= Kolau Nadiradze =

Georgian poet

Kolau Nadiradze (კოლაუ ნადირაძე; 8 March 1895 – 28 October 1990) was a Georgian poet and the last representative of Georgian Symbolist school.

Born in Kutaisi, Georgia (then part of the Russian Empire), Nadiradze studied law at the University of Moscow from 1912 to 1916.

Upon his return to Georgia, he became a founding member of the Georgian Symbolist group Tsisperqantselebi (ცისფერყანწელები) or 'Blue Horns' in 1915, with fellow writers Grigol Robakidze, Titsian Tabidze, Paolo Iashvili and Valerian Gaprindashvili, amongst others. Nadiradze quickly came under the influence of modernism, particularly Émile Verhaeren, and emerged as one of the leading figures within the Blue Horns group.

His early Symbolist poetry was marked by a mystic aesthete with a notably critical and hopeless vision of pre-independence Georgia. His first poem published by the Blue Horn Journal, Dreaming of Georgia (ოცნება საქართველოზე), 1916, for instance, described a withered Georgian landscape of decrepit homes and crumbling ruins. Prior to Georgia's brief independence (1918–1921) Nadiraze described the country as an 'idiot homeland, with a thankless task/ Aged, oppressed and tortured'

In 1921, the Red Army invaded Georgia and established a Soviet state. Since Nadiradze's earlier writings were not overtly political, he was able to adapt to the Communist ideological requirements more easily than others of the Blue Horn group, and continued to produce poetry. Under the Soviet Union, Nadiradze chiefly wrote patriotic poetry and prose, with a focus on realism and social issues. He also made numerous translations of literary works, including Pushkin, Bunin, Balmont, Blok, Verlaine and Isahakyan.

Despite Nadiradze's adherence to the regime, he was arrested along with the fellow symbolist writer Sergo Kldiashvili in the purge of 1937, although both poets escaped imprisonment when their NKVD interrogator was himself arrested and their files mislaid. The incident caused Nadiradze to distance himself further from old writers of the Blue Horn group, and he would be the last surviving member. In the summer of 1937, Nadiradze had been the only writer to attend the funeral of Paolo Iashvili, in defiance of Iashvili having been ostracized after his demonstrative suicide at the writer's House of Georgia.

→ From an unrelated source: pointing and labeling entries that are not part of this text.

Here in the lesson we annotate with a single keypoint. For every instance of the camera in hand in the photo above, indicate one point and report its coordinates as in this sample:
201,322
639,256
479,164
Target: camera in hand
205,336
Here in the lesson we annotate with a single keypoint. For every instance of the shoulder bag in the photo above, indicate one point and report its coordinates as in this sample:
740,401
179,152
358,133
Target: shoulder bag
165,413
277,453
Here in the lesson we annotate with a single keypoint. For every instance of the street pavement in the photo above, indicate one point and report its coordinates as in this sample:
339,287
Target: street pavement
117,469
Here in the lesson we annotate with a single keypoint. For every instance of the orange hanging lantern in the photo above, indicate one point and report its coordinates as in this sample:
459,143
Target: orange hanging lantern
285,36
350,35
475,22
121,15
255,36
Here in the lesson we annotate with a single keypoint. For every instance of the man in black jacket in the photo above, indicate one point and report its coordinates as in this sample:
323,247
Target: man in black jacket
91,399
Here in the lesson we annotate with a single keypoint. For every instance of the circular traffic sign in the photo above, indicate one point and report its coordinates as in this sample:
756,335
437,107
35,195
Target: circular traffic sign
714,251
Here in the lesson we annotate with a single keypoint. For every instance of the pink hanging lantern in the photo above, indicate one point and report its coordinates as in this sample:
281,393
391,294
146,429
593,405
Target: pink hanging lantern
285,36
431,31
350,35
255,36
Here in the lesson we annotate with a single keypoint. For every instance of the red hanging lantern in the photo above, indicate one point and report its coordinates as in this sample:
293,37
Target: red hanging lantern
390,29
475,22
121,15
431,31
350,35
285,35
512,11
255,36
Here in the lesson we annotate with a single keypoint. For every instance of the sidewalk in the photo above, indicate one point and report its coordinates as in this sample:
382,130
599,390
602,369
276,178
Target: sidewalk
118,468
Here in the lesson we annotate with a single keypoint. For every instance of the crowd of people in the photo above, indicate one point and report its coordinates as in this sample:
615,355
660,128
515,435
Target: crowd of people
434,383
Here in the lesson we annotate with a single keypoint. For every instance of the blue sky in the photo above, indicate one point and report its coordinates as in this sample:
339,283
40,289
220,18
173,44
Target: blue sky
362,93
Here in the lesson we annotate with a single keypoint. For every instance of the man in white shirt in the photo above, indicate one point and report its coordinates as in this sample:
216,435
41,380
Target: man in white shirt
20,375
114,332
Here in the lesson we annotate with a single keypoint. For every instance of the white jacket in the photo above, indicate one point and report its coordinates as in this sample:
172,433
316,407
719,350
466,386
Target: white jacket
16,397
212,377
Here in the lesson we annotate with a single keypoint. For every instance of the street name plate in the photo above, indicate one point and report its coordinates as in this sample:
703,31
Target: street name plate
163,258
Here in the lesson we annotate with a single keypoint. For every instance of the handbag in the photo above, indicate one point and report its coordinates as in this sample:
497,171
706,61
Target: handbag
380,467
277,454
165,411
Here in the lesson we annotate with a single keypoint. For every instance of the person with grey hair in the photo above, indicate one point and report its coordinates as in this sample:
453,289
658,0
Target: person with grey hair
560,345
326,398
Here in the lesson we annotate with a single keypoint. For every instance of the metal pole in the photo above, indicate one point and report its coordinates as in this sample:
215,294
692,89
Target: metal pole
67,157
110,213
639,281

In the perestroika years, already in his nineties, his poem 25 February 1921, which describes Red Army invasion of Georgia as tragedy to Georgia, was accidentally ended in 1985 book Poet's thousand strings. This book contained poems of 13 poets who started their activity in 1910-20s, including Nadiradze. At start of each poet's approximately thousand strings, there was cliche of poet's manuscript, with poem and poet's signature. All of manuscripts, including Nadiradze's, were taken from Literature Museum of Georgia, although Nadiradze was alive. Manuscript of Nadiradze contained this upper-mentioned anti-Soviet poem, which is regarded as well-known poem in present Georgia.

Because of this "mistake", management of publishing house of Poet's thousand strings was fired, along with an employee of MTAVLIT, a soviet censure organ, who approved this version of the book. Pages in remaining copies containing 25 February were cut and replaced with "corrected" version. Nadiradze had threat of firing from Writers Union of Georgia. He lied that this poem didn't represent his actual opinions. Because of this "apologize" and his age, Nadiradze remained in organization. In reality, he had nostalgy of independent Georgia, as noted in memories of Nadiradze's friend, Nino Ckhikvishvili, and this poem really represented his opinion, unlike his Soviet-adhering poems.